DIR="/etc/zabbix/openvpn_monitor"
DUMP="$DIR/openvpn_dump.txt"
START="$DIR/openvpn_start.txt"
END=$"$DIR/openvpn_end.txt"
OUTPUT="$DIR/openvpn_fails.txt"
NUMBEROFLINES=$(grep '' -n "$FILE" | cut -f1 -d: | tail -n 1)
FINDSTART=$(cat "$DIR/openvpn_start.txt")
echo $NUMBEROFLINES > $END
FINDEND=$(cat "$DIR/openvpn_end.txt")
sed -n "$FINDSTART,"$FINDEND"p" $FILE > $DUMP
echo $FINDEND > $START
FAILS=$(grep -i 'authentication failure' $DUMP | grep 'pam_unix(openvpn:auth)' | awk '{print $1" "$2" "$3" "$NF}')

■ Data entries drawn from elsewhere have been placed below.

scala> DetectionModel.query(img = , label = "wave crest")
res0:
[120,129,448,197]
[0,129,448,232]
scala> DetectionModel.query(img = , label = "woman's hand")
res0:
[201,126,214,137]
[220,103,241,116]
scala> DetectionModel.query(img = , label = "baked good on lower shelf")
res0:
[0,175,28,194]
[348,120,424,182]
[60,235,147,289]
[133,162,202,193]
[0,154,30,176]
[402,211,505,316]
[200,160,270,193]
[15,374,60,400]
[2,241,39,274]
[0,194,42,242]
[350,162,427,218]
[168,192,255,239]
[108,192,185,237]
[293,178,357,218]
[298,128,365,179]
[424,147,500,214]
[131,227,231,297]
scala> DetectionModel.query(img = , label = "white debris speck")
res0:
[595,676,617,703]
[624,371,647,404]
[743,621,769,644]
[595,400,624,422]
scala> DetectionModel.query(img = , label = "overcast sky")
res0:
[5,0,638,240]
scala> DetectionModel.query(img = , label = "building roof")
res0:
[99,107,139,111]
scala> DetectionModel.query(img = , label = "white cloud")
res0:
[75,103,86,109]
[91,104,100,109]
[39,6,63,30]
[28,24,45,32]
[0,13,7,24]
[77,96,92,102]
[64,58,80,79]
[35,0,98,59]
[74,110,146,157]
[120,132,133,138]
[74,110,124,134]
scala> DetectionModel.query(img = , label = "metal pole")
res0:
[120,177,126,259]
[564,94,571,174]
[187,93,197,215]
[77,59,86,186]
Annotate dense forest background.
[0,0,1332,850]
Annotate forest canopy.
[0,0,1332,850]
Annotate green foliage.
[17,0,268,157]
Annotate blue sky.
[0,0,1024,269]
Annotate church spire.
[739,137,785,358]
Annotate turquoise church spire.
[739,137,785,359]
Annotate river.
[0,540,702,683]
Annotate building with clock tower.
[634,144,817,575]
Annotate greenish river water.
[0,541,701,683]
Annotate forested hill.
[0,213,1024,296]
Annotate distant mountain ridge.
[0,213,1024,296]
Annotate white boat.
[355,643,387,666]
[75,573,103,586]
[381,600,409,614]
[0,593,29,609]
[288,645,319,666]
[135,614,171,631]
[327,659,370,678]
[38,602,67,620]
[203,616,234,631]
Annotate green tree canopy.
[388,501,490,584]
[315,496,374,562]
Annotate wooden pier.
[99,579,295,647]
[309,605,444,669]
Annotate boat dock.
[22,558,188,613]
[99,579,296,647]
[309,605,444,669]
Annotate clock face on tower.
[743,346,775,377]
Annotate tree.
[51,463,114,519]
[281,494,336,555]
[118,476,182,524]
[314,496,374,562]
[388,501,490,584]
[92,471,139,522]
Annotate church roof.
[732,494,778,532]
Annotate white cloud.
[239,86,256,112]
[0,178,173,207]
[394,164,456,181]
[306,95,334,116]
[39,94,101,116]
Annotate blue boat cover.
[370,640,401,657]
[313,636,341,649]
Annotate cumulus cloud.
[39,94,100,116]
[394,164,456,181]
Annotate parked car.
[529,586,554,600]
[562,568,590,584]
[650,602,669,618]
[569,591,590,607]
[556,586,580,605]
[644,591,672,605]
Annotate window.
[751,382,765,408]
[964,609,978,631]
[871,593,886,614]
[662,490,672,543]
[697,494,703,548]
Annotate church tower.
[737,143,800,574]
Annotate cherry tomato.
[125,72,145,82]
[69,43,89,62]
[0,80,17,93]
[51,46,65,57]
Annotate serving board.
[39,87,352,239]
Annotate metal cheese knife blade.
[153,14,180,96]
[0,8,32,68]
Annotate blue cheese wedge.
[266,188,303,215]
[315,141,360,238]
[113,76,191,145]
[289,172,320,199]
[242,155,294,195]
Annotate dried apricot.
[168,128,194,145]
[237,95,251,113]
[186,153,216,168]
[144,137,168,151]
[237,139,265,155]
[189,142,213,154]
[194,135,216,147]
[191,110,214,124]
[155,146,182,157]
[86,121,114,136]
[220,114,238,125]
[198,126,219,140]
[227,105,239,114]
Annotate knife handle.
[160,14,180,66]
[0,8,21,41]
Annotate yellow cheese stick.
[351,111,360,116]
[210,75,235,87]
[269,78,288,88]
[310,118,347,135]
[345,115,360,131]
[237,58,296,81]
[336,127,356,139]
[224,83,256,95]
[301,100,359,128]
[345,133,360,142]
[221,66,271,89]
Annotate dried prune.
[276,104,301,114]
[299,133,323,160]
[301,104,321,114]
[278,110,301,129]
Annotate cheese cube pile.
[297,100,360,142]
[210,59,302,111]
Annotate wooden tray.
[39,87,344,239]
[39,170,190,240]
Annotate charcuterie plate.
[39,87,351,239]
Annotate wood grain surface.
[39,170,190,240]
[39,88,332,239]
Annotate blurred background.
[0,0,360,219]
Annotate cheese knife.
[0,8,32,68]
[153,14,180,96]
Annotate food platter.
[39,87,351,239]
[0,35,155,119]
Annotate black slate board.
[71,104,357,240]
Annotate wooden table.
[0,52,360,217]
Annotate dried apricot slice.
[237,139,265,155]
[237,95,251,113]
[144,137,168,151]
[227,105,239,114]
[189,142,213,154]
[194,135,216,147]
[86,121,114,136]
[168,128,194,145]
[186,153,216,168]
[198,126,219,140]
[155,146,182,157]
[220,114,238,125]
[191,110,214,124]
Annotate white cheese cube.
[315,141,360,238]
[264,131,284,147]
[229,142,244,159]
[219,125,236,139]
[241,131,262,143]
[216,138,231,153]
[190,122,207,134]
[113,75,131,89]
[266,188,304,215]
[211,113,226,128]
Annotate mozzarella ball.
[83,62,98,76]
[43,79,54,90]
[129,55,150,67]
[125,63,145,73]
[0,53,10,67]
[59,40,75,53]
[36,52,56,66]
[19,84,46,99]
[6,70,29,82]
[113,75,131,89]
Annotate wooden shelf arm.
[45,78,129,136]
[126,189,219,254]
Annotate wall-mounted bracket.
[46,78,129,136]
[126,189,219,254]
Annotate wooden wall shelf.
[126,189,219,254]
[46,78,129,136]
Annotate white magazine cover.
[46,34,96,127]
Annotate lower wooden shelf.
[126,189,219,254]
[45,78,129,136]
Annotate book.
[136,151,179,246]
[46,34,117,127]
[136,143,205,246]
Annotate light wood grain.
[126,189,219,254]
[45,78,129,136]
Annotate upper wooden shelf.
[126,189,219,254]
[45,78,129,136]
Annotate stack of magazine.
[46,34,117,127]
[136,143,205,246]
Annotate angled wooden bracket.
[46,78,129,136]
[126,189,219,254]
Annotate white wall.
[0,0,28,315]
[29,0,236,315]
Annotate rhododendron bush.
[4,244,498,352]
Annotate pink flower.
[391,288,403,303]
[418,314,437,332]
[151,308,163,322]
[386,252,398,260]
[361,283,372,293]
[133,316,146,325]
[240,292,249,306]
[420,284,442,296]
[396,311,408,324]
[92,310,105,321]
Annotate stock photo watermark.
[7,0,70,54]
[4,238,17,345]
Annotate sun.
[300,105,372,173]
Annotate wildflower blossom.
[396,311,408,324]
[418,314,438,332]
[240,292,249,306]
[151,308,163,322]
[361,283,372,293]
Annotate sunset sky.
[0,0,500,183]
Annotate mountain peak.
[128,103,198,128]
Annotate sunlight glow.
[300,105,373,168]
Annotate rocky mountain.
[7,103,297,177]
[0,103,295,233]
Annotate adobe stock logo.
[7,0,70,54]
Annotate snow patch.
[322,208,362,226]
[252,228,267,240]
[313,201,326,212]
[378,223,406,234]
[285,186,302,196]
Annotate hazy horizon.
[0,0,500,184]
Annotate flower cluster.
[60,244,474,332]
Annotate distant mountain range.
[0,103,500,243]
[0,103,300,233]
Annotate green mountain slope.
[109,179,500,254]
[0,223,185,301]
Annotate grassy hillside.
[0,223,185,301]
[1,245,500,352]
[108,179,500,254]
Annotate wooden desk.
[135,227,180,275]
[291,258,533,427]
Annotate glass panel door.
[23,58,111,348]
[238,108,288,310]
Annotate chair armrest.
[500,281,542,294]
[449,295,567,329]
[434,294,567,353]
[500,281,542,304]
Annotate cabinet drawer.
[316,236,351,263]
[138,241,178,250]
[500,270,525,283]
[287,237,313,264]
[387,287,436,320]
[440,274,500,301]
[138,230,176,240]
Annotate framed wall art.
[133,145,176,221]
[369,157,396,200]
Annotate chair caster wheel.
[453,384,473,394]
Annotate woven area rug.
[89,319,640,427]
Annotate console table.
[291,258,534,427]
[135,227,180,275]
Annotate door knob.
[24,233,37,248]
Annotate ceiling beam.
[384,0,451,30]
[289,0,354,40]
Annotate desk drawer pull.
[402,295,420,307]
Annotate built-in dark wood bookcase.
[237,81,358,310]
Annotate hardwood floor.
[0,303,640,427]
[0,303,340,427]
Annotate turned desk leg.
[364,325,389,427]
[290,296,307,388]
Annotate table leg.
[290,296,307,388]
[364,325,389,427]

printf '%s\n' "${FAILS[@]}" > $OUTPUT
TOPRINT=$(cat $OUTPUT)
if [ -z "$TOPRINT" ]; then
        echo GOOD
else
        echo $TOPRINT
fi

The script will calculate a number of lines that exist in the log file, I have to point out that you should insert number 1 into openvpn_start.txt before you run the script for the first time, after calculating the number of lines, it will make the start and the ending point from where to where sed utility will read the file and grep for specific events.

Ending line will also become a starting position for the next run, so there is no overlapping whatsoever, in case it does not find any failed events, it will print out statement GOOD, this is done in the purpose of integrating it with Zabbix.